HICPAC to publish new employee health guideline
HICPAC to publish new employee health guideline
Key program components outlined in draft
New guidelines to prevent occupational infections in health care workers are nearing completion by the Centers for Disease Control and Prevention’s Hospital Infection Control Practices Advisory Committee the first comprehensive update of such policies in 15 years.
Publication of a draft version of the guidelines is expected to follow HICPAC’s final review and discussion of the guidelines at a June meeting at the CDC. The document will outline employee health measures to prevent a wide variety of occupational infections and address the issue of latex allergies in health care workers. In addition to emphasizing the importance of infection control education on such issues as hand washing and the importance of complying with recommended measures, the draft HICPAC currently is discussing cites several other essential components needed in such programs. Key aspects are summarized as follows:
Coordinated planning and administration
• Coordinate policy-making and planning among the hospital administration, personnel health service, infection control program, clinical services, various other hospital departments, and relevant external agencies. Include volunteers, trainees, contractual personnel, and emergency responders in the plan.
• Develop written policies for notifying the infection control program of infections in personnel (including volunteers, trainees, contractual personnel, and emergency responders) that require work restrictions or exclusion from work; clearance for work after an infectious illness that required work restrictions or exclusion; other work-related infections and exposures; and when appropriate, results of epidemiologic investigations.
• Assign a representative of the personnel health program to be on the hospital’s infection control committee.
Placement evaluation
• As soon as personnel who will have patient contact are hired or given a new work assignment, obtain the personnel’s health inventory. Include in the inventory the following: health worker’s immunization status; history of any conditions that may predispose the health worker to acquiring or transmitting infectious disease, for example, a history of such childhood diseases as chickenpox, measles, mumps, and rubella; history of having high-risk characteristics or conditions for, symptoms of, exposure to, or treatment for, tuberculosis; history of hepatitis or jaundice, dermatologic conditions, chronic draining infections or open wounds; and immunodeficient conditions.

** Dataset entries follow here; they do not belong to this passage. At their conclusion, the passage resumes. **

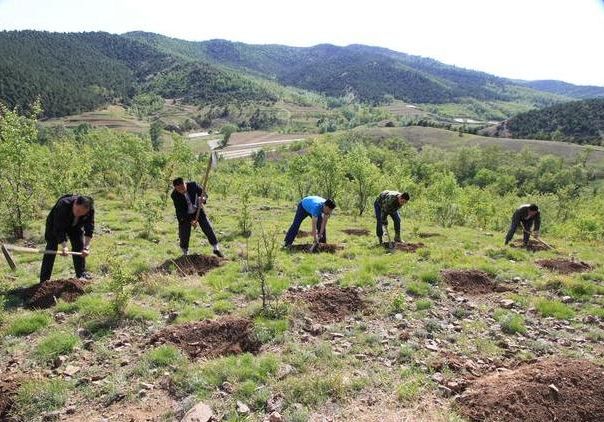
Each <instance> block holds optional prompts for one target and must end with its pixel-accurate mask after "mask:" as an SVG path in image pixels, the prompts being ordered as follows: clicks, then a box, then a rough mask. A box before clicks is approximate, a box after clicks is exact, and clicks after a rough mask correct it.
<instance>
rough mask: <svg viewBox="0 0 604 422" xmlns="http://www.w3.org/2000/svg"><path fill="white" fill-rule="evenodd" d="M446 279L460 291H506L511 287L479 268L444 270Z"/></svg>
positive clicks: (469, 291) (443, 270) (464, 291)
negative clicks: (473, 269)
mask: <svg viewBox="0 0 604 422" xmlns="http://www.w3.org/2000/svg"><path fill="white" fill-rule="evenodd" d="M441 274H442V276H443V278H444V279H445V281H446V282H447V283H449V285H450V286H451V287H452V288H453V290H456V291H458V292H464V293H468V294H484V293H493V292H505V291H508V290H509V289H508V288H506V287H504V286H501V285H499V284H497V283H496V282H494V281H493V280H492V279H491V278H490V277H489V275H488V274H487V273H485V272H484V271H479V270H443V271H441Z"/></svg>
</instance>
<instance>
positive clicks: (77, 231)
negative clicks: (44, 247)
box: [40, 229, 86, 283]
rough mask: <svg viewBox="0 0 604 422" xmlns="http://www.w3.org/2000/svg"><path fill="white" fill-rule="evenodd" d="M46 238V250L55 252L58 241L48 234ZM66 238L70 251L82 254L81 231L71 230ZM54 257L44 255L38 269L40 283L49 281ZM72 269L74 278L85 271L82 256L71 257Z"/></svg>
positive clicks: (81, 274)
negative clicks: (38, 270)
mask: <svg viewBox="0 0 604 422" xmlns="http://www.w3.org/2000/svg"><path fill="white" fill-rule="evenodd" d="M44 237H45V238H46V249H47V250H51V251H56V250H57V248H58V247H59V243H60V242H59V239H57V238H56V237H54V236H51V235H49V234H46V235H45V236H44ZM67 237H68V238H69V242H70V243H71V250H72V251H74V252H82V250H83V249H84V232H83V231H82V229H79V230H73V231H69V232H67ZM55 257H56V255H44V257H43V258H42V268H41V269H40V283H42V282H43V281H46V280H50V276H51V275H52V267H54V265H55ZM72 258H73V268H74V269H75V272H76V277H78V278H79V277H81V276H82V275H83V274H84V271H86V260H85V259H84V258H83V257H82V256H78V255H72Z"/></svg>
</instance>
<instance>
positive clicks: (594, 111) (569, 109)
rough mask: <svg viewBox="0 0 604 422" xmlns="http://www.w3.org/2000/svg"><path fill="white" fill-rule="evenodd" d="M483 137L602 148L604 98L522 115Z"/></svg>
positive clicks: (603, 116) (561, 104) (494, 128)
mask: <svg viewBox="0 0 604 422" xmlns="http://www.w3.org/2000/svg"><path fill="white" fill-rule="evenodd" d="M484 134H488V135H494V136H503V137H511V138H524V139H545V140H552V141H564V142H573V143H578V144H592V145H602V144H604V98H595V99H590V100H581V101H571V102H567V103H563V104H557V105H555V106H552V107H547V108H544V109H541V110H532V111H529V112H526V113H521V114H518V115H516V116H514V117H512V118H511V119H508V120H506V121H505V122H503V123H501V124H499V125H497V126H495V127H492V128H489V129H487V130H485V131H484Z"/></svg>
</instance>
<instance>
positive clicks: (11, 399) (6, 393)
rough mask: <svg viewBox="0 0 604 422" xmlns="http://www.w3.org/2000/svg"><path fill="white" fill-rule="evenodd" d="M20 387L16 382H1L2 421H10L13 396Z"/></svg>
mask: <svg viewBox="0 0 604 422" xmlns="http://www.w3.org/2000/svg"><path fill="white" fill-rule="evenodd" d="M18 388H19V385H18V384H17V383H16V382H15V381H0V421H4V420H8V414H9V412H10V410H11V408H12V407H13V395H14V394H15V393H16V392H17V389H18Z"/></svg>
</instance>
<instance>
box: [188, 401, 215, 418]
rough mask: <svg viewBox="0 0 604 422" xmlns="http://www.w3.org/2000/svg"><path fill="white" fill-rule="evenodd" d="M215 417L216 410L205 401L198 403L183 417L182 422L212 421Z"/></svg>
mask: <svg viewBox="0 0 604 422" xmlns="http://www.w3.org/2000/svg"><path fill="white" fill-rule="evenodd" d="M213 419H214V412H212V409H211V408H210V406H208V405H207V404H205V403H203V402H199V403H197V404H196V405H195V406H193V407H192V408H191V410H189V411H188V412H187V414H186V415H185V416H184V418H182V419H181V422H210V421H212V420H213Z"/></svg>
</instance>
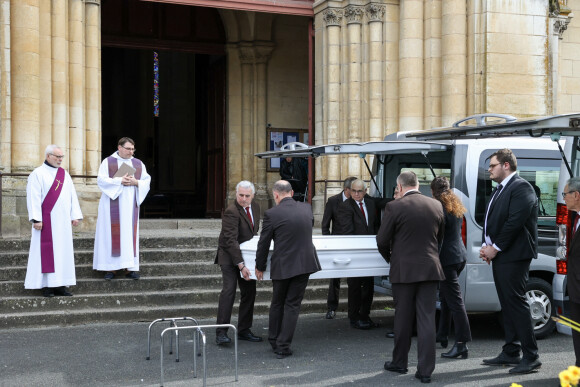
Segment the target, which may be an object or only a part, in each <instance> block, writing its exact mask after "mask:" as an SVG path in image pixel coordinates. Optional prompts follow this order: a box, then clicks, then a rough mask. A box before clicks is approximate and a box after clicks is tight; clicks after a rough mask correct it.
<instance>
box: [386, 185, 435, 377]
mask: <svg viewBox="0 0 580 387" xmlns="http://www.w3.org/2000/svg"><path fill="white" fill-rule="evenodd" d="M444 219H445V218H444V215H443V207H442V206H441V203H439V202H438V201H437V200H435V199H432V198H429V197H426V196H423V195H421V193H419V192H418V191H410V192H407V193H406V195H405V196H403V197H402V198H401V199H398V200H394V201H392V202H390V203H389V204H387V206H386V207H385V215H384V217H383V222H382V225H381V228H380V229H379V232H378V234H377V247H378V248H379V252H380V253H381V255H382V256H383V257H384V258H385V259H386V260H387V262H390V274H389V277H390V280H391V283H392V285H393V300H394V302H395V346H394V348H393V360H392V363H393V364H394V365H395V366H397V367H401V368H407V365H408V357H409V349H410V347H411V337H412V333H413V322H414V321H415V317H416V321H417V352H418V360H419V363H418V366H417V370H418V372H419V374H420V375H422V376H431V374H432V373H433V370H434V369H435V301H436V293H437V283H438V282H439V281H440V280H442V279H444V278H445V277H444V275H443V269H442V267H441V263H440V261H439V245H440V243H441V241H442V240H443V233H444V222H445V220H444Z"/></svg>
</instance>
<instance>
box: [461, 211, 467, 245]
mask: <svg viewBox="0 0 580 387" xmlns="http://www.w3.org/2000/svg"><path fill="white" fill-rule="evenodd" d="M461 239H462V240H463V246H465V247H467V221H466V220H465V216H464V217H463V222H461Z"/></svg>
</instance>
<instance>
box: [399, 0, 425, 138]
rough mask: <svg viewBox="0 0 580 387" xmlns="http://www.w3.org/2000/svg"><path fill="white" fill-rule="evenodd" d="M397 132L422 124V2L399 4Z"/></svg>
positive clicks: (422, 10)
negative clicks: (398, 95) (398, 90)
mask: <svg viewBox="0 0 580 387" xmlns="http://www.w3.org/2000/svg"><path fill="white" fill-rule="evenodd" d="M400 15H401V16H400V38H399V128H400V130H418V129H422V128H424V124H423V114H424V112H423V0H405V1H402V2H401V3H400Z"/></svg>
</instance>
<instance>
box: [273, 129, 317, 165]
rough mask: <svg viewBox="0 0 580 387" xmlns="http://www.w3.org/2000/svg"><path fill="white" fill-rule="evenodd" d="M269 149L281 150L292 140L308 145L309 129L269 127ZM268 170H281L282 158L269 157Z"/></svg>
mask: <svg viewBox="0 0 580 387" xmlns="http://www.w3.org/2000/svg"><path fill="white" fill-rule="evenodd" d="M267 136H268V146H269V148H268V150H270V151H274V150H280V149H281V148H282V146H283V145H285V144H288V143H290V142H301V143H303V144H306V145H308V129H276V128H267ZM266 161H267V163H268V164H267V168H266V170H267V171H268V172H277V171H279V170H280V158H273V159H268V160H266Z"/></svg>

• For infection control, perform directed physical and laboratory examinations on personnel, as may be determined from results of the health inventory. Include examination to detect conditions that may increase the likelihood of transmitting disease to patients, or unusual susceptibility to infections, and to serve as a baseline for determining whether any future problems are work-related.
• Conduct personnel health assessments other than placement evaluations on an as-needed basis; for example, as required to evaluate work-related illness or exposures to infectious diseases.
• Do not perform routine cultures on personnel, such as cultures of the nose, throat, or stool, as part of the placement evaluation.
• Conduct routine screening for tuberculosis by using the intradermal (Mantoux), intermediate strength (5 TU) PPD test.
• Conduct routine serologic screening for some vaccine-preventable diseases, such as hepatitis B, measles, mumps, rubella, or varicella, if deemed to be cost-effective to the hospital and beneficial to the health-care personnel.
Job-related illnesses and exposures
Keep a record on health care personnel including information obtained during the placement evaluation, immunization records, results of tests obtained and any screening or control programs, and reports of work-related illnesses or exposures.
• Establish a readily available mechanism for personnel to obtain advice about illnesses they may acquire from or transmit to patients.
• Evaluate job-related and community-acquired illnesses or important exposures and post-exposure prophylaxis, when indicated.
• Develop written protocols for handling job-related and community-acquired infectious diseases or important exposures. Record the occurrences of job-related infectious diseases or important exposures in the person’s record and, when applicable, notify the appropriate member of the infection control committee and personnel health service.
• Establish and keep an updated record for each worker, and maintain the confidentiality of the person while ensuring that the person receives appropriate therapeutic or prophylactic management for illnesses caused by or following exposures to transmissible infections. Ensure that individual records for volunteers, trainees, contractual personnel, and "prehospital" personnel are similarly kept and maintained.
Reference
1. Centers for Disease Control and Prevention. Hospital Infection Control Practices Advisory Committee. Guideline for Infection Control in Health Care Personnel [Draft version; December 9, 1996].